The Internal Revenue Service issued what appears to be a surprise box of Valentine’s candy for homeowners and investors seeking to use their former principal residence in a tax-deferred exchange.
However, much like a long-term relationship, the rules require a considerable amount of patience to understand.
On Feb. 14, new guidelines were adopted that would allow investors who kept their home and used it as a rental property under IRS Code 121 to eventually buy down and take cash out of the deal without facing federal income tax liability. This money, known as “boot” in tax circles, previously was taxed.
The new rule, which enables taxpayers to combine Code 121 with the popular Code 1031 for tax deferred exchanges, is retroactive to Jan. 27.
For example, let’s say Betty Booper bought a home in Skagit County for $150,000 in 1990, raised her large family there and then moved to Arizona in 2003 after her last child left home. She kept the large family home as a rental property, allowing members of her church to rent the place while they saved for a down payment on their own home. When the church family bought a home, Betty traded her home, now valued at $400,000 via a 1031 exchange, for an Arizona rental condo valued at $200,000, plus $200,000 in cash.
Betty owed no tax because she was able to receive her $250,000 exclusion of gain on the sale of her primary residence ($400,000 value minus $150,000 basis equals $250,000 gain exclusion) because she lived in the home two of the previous five years. However, before the new guidelines, Betty would have faced a tax liability for the amount of cash she put in her pocket, $200,000.
How does the new rule benefit consumers? For the first time, taxpayers are allowed to take tax-free cash out of a property exchange. It can also be a big help to folks who are confident their home is going to rapidly appreciate in the next few years and can afford to use their family home as a rental.
“For the first time, the IRS is allowing taxpayers to mix the rules on principal residences and investment property,” said Rob Keasal, real estate tax specialist with the accounting firm of Anderson ZurMuehlen &Co. “The new rules do not apply to all 1031 Exchanges, only those that feature the use of a taxpayer’s former primary residence.”
Under the popular like-kind exchange rules of IRS Section 1031, commonly known as a Starker exchange, no gain or loss is recognized on the exchange of property held for investment if the property is exchanged for another investment property of equal or greater value. If a consumer also receives cash or property that is not like-kind property (boot) in an exchange that otherwise qualifies as a like-kind exchange, the taxpayer recognizes gain to the extent of the boot. The like-kind exchange rules do not apply to property that is used solely as a personal residence.

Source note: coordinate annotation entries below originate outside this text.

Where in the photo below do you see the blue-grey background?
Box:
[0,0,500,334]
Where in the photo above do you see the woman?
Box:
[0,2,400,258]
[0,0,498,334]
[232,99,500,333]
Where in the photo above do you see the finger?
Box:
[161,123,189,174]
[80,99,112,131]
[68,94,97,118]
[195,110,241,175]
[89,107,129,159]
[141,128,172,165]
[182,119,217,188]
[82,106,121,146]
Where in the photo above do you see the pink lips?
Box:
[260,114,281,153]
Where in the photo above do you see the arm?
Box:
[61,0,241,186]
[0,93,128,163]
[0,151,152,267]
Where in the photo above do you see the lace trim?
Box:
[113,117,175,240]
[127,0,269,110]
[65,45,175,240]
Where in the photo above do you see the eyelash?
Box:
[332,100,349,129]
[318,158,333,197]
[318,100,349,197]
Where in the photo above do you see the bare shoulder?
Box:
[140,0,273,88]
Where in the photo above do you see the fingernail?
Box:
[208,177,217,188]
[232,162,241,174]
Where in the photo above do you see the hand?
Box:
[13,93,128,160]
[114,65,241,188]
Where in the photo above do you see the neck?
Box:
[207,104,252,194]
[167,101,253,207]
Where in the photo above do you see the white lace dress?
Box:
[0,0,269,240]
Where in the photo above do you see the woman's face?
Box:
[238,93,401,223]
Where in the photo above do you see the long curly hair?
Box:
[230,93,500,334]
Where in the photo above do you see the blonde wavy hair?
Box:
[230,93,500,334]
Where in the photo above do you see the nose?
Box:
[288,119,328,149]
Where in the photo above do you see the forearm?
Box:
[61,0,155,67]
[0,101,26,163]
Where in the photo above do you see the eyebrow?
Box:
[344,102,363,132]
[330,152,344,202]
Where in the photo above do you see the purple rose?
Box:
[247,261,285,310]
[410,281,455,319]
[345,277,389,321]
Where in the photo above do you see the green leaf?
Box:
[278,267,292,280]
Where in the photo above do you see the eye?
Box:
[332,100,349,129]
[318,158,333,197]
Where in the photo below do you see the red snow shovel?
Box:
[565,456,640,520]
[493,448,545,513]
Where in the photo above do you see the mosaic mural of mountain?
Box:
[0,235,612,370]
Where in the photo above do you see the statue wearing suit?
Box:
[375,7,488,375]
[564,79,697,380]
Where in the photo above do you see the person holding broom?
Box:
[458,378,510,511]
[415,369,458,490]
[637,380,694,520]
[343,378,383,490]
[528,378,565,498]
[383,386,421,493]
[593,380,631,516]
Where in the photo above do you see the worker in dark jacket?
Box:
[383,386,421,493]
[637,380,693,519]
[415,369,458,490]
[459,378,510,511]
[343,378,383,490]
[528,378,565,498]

However, the Feb. 14 ruling addresses a combination of the above with the ability to pocket $250,000 of gain for a single person ($500,000 for a married couple) on the sale of a primary residence. In order to qualify for the exclusion, homeowners must have owned and used the property as a principal residence for two out of five years prior to the date of sale. Second, the owner must not have used this same exclusion in the two-year period prior to the sale. So, the only limit on the number of times a taxpayer can claim this exclusion is once in any two-year period.
Here is an example of the new primary home-investment possibility provided by the IRS that includes depreciation deductions:
Fred purchases a house for $210,000 that he uses as a principal residence from 2000 to 2004. From 2004 until 2006, Fred rents the house and claims depreciation deductions of $20,000. In 2006, Fred exchanges the house for $10,000 of cash and a townhouse with a fair market value of $460,000 that he intends to rent to tenants.
Since Fred’s adjusted basis is $190,000, he realizes gain of $280,000. Fred applies the primary residence rule (Section 121) first to exclude $250,000 of the $280,000 gain before applying the non-recognition rules of Section 1031. He may defer the remaining gain of $30,000, including the $20,000 attributable to depreciation, under Section 1031.
Fred recognizes no gain for the $10,000 boot because boot is taken into account only to the extent it exceeds the amount of the gain excluded under Section 121. Fred’s basis in the replacement property is $430,000, which is equal to the basis of the relinquished property at the time of the exchange ($190,000) increased by the gain excluded under Section 121 ($250,000), and reduced by the cash Fred receives ($10,000).
If you can afford to keep your primary residence as a rental – especially if your neighborhood is going to appreciate – speak with your tax adviser about the new guidelines.